Gold, president of the Jerusalem Center for Public Affairs and former Israeli ambassador to the U.N., has written a forceful and thoroughly documented warning about revolutionary Iran’s ambitions. His main themes are that the West has repeatedly underestimated the Islamic Republic’s hostility and has been misled by the systematic use of deception by Iran’s leaders and diplomats.
A strength of his account is in the detail provided about episodes in the unfolding Iran-U.S. drama, which at the time seemed murky but can now be seen in a much clearer light. Gold demonstrates that whether in the case of the 1979 seizure of the U.S. embassy, the 1983 Beirut Marine barracks bombing, the 1996 bombing of the Khobar Towers U.S. Air Force barracks, or more recent insurgent killings of U.S. soldiers in Iraq, Iran’s leaders at the highest level have had a more direct and shaping role than they have acknowledged. He also makes a strong case that Western restraint in the face of Iranian provocation has repeatedly led to further Iranian adventurism. Unfortunately, the account is weakened at several points by an overreliance on the work of Amir Taheri, a writer who combines considerable insights into the region with occasional, and frustratingly unverifiable, claims as well as misleading and unsubstantiated sources.

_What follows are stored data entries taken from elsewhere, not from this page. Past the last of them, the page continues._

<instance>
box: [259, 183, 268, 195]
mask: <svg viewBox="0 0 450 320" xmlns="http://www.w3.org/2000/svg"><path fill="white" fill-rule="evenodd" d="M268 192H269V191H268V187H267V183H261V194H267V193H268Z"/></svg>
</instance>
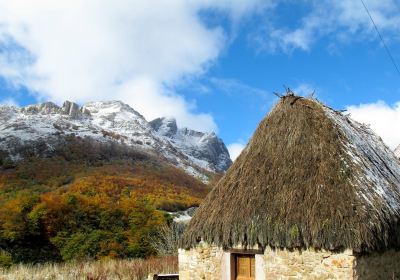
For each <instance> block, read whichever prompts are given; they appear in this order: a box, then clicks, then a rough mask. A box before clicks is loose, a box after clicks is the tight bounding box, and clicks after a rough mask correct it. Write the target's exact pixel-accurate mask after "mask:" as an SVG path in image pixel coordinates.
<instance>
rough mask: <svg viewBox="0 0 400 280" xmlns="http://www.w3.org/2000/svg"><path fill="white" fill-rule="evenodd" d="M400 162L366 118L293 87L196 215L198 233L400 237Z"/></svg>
mask: <svg viewBox="0 0 400 280" xmlns="http://www.w3.org/2000/svg"><path fill="white" fill-rule="evenodd" d="M399 220H400V165H399V161H398V160H397V159H396V158H395V155H394V153H393V152H392V151H391V150H390V149H389V148H388V147H386V146H385V144H383V142H382V140H381V139H380V138H379V137H378V136H376V135H375V134H374V133H373V132H372V131H371V130H370V129H369V128H368V127H366V126H364V125H362V124H359V123H357V122H355V121H353V120H351V119H350V118H348V117H347V116H344V115H343V114H342V113H339V112H336V111H334V110H332V109H330V108H328V107H326V106H324V105H322V104H321V103H319V102H318V101H315V100H311V99H306V98H300V97H296V96H294V95H287V96H284V97H283V98H281V99H280V101H279V102H278V103H277V105H276V106H275V107H274V108H273V110H272V111H271V112H270V113H269V114H268V116H267V117H266V118H265V119H263V120H262V121H261V123H260V124H259V126H258V128H257V130H256V132H255V133H254V135H253V137H252V139H251V140H250V142H249V143H248V145H247V147H246V148H245V149H244V151H243V152H242V154H241V155H240V156H239V158H238V159H237V160H236V161H235V163H234V164H233V165H232V166H231V168H230V169H229V170H228V172H227V173H226V174H225V176H224V177H223V178H222V179H221V180H220V181H219V182H218V183H217V184H216V186H215V187H214V189H213V190H212V191H211V192H210V193H209V195H208V196H207V198H206V199H205V201H204V202H203V203H202V205H201V206H200V208H199V209H198V210H197V212H196V213H195V215H194V217H193V218H192V220H191V222H190V223H189V225H188V227H187V229H186V231H185V234H184V237H183V239H182V243H181V246H182V247H183V248H190V247H193V246H195V245H196V244H197V243H198V242H199V241H200V240H203V241H205V242H207V243H210V244H215V245H218V246H222V247H224V248H230V247H232V246H234V245H238V244H241V245H245V246H254V245H258V246H261V247H263V248H265V247H266V246H271V247H279V248H308V247H312V248H316V249H319V248H323V249H328V250H341V249H345V248H352V249H354V250H356V251H359V252H362V251H373V250H381V249H387V248H394V247H400V221H399Z"/></svg>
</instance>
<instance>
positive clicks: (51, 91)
mask: <svg viewBox="0 0 400 280" xmlns="http://www.w3.org/2000/svg"><path fill="white" fill-rule="evenodd" d="M260 2H261V1H258V0H250V1H240V0H235V1H227V0H220V1H209V0H202V1H194V0H189V1H188V0H157V1H139V0H115V1H107V0H70V1H52V0H31V1H27V0H12V1H9V0H0V66H1V67H0V75H1V76H2V77H4V78H5V79H6V80H7V81H8V82H9V83H11V84H13V85H14V86H16V87H19V86H23V87H26V88H27V89H29V90H30V92H32V94H33V95H34V96H35V97H36V98H37V99H38V100H39V101H43V100H52V101H55V102H62V101H63V100H65V99H69V100H74V101H77V102H80V103H83V102H86V101H91V100H110V99H118V100H122V101H124V102H127V103H129V104H130V105H131V106H133V107H134V108H135V109H137V110H138V111H139V112H141V113H142V114H143V115H144V116H145V117H146V118H148V119H152V118H154V117H159V116H174V117H176V118H177V121H178V123H179V125H181V126H190V127H192V128H195V129H199V130H206V131H210V130H216V129H217V127H216V124H215V122H214V120H213V118H212V116H211V115H210V114H209V113H198V111H197V108H196V104H195V103H194V102H193V101H190V100H189V101H188V100H186V99H185V98H184V97H183V96H182V95H179V94H178V93H176V92H174V85H175V84H176V83H179V82H180V81H182V80H183V79H186V78H187V77H191V76H196V75H201V74H202V73H204V71H206V70H207V68H208V67H209V65H211V64H212V63H213V62H214V61H215V60H216V58H217V57H218V55H219V54H220V52H221V51H222V50H223V49H224V47H225V45H226V40H227V38H226V35H225V33H224V30H223V29H222V28H221V27H220V26H211V27H210V26H207V25H206V24H205V23H204V22H203V21H202V20H201V18H200V15H199V14H200V13H201V12H202V11H205V10H212V11H214V12H220V13H223V14H224V15H226V16H227V17H229V18H231V20H232V21H238V20H240V19H241V18H242V17H243V16H245V15H246V14H247V13H250V12H251V11H253V10H254V9H256V8H257V7H259V6H260V5H262V4H261V3H260Z"/></svg>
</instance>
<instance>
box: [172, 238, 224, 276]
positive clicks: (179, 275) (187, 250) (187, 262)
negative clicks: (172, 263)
mask: <svg viewBox="0 0 400 280" xmlns="http://www.w3.org/2000/svg"><path fill="white" fill-rule="evenodd" d="M223 263H224V251H223V250H222V249H220V248H218V247H211V246H208V245H207V244H205V243H200V244H199V246H197V247H196V248H194V249H191V250H182V249H179V279H180V280H202V279H207V280H220V279H222V276H221V274H222V269H221V268H222V265H223Z"/></svg>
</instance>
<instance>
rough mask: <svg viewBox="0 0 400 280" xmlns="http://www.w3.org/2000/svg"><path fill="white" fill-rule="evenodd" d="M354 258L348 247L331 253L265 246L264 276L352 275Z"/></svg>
mask: <svg viewBox="0 0 400 280" xmlns="http://www.w3.org/2000/svg"><path fill="white" fill-rule="evenodd" d="M355 260H356V257H355V256H354V255H353V254H352V251H351V250H346V251H344V252H341V253H333V252H329V251H315V250H304V251H298V250H294V251H288V250H279V249H277V250H272V249H270V248H267V249H266V250H265V252H264V271H265V279H353V267H354V264H355Z"/></svg>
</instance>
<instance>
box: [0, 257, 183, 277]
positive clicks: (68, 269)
mask: <svg viewBox="0 0 400 280" xmlns="http://www.w3.org/2000/svg"><path fill="white" fill-rule="evenodd" d="M177 271H178V258H177V257H176V256H166V257H160V258H150V259H147V260H141V259H135V260H103V261H96V262H75V263H61V264H44V265H17V266H13V267H11V268H10V269H8V270H4V269H3V270H2V269H1V268H0V280H11V279H12V280H28V279H29V280H39V279H40V280H44V279H46V280H53V279H54V280H55V279H57V280H67V279H76V280H78V279H79V280H81V279H82V280H83V279H85V280H117V279H118V280H125V279H126V280H127V279H129V280H142V279H146V277H147V276H148V274H149V273H177Z"/></svg>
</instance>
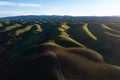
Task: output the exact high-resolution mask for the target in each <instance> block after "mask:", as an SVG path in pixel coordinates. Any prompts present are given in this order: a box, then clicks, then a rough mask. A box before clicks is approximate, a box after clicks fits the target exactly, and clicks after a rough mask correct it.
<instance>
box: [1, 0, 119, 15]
mask: <svg viewBox="0 0 120 80" xmlns="http://www.w3.org/2000/svg"><path fill="white" fill-rule="evenodd" d="M17 15H72V16H112V15H114V16H115V15H116V16H118V15H120V0H0V17H5V16H17Z"/></svg>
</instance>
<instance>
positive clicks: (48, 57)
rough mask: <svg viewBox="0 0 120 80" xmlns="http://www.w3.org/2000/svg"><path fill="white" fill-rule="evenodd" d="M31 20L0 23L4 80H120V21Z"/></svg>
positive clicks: (55, 16) (31, 19)
mask: <svg viewBox="0 0 120 80" xmlns="http://www.w3.org/2000/svg"><path fill="white" fill-rule="evenodd" d="M32 17H33V18H31V17H29V16H27V17H25V16H24V17H13V18H4V19H1V20H0V79H1V80H120V76H119V75H120V67H119V66H120V59H119V57H120V53H119V52H120V44H119V43H120V31H119V30H120V27H119V26H120V24H119V22H120V21H118V18H112V17H108V18H106V17H102V18H101V17H100V18H99V17H93V18H92V17H70V16H64V17H63V16H61V17H60V16H39V17H36V16H32ZM110 19H114V21H111V20H110Z"/></svg>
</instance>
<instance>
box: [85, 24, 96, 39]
mask: <svg viewBox="0 0 120 80" xmlns="http://www.w3.org/2000/svg"><path fill="white" fill-rule="evenodd" d="M83 30H84V31H85V32H86V33H87V34H88V35H89V37H91V38H92V39H94V40H97V38H96V37H95V36H94V35H93V34H92V33H91V32H90V31H89V29H88V24H87V23H85V24H84V25H83Z"/></svg>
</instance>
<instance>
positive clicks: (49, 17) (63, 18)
mask: <svg viewBox="0 0 120 80" xmlns="http://www.w3.org/2000/svg"><path fill="white" fill-rule="evenodd" d="M70 19H73V20H75V19H77V20H82V21H84V20H85V21H89V20H97V21H119V20H120V16H102V17H99V16H58V15H51V16H49V15H41V16H37V15H28V16H13V17H3V18H0V20H70Z"/></svg>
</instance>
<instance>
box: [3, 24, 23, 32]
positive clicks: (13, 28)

Gold gives little weight to business interests as an explanation for tolerance of Iranian misdeeds. He refers in passing to reformers who may have been open to a modus vivendi with the West, only to say that they have been decisively defeated. His final chapter suggests strongly that the best hope for resolving revolutionary Iran’s disputes with the West is to end the revolution, that is, through victory by the democratic opposition that has so rattled Iran’s leaders since the June 2009 presidential election. Gold’s only reference to the possible role of military force to delay Iran’s nuclear ambitions is that “the United States and its allies must keep the military option on the table in order to persuade Iran to change its policies.”
While no Iran expert, Gold has assembled an impressive amount of information and displays good judgement about how the Islamic Republic’s revolutionary ideology has affected its actions on the world scene.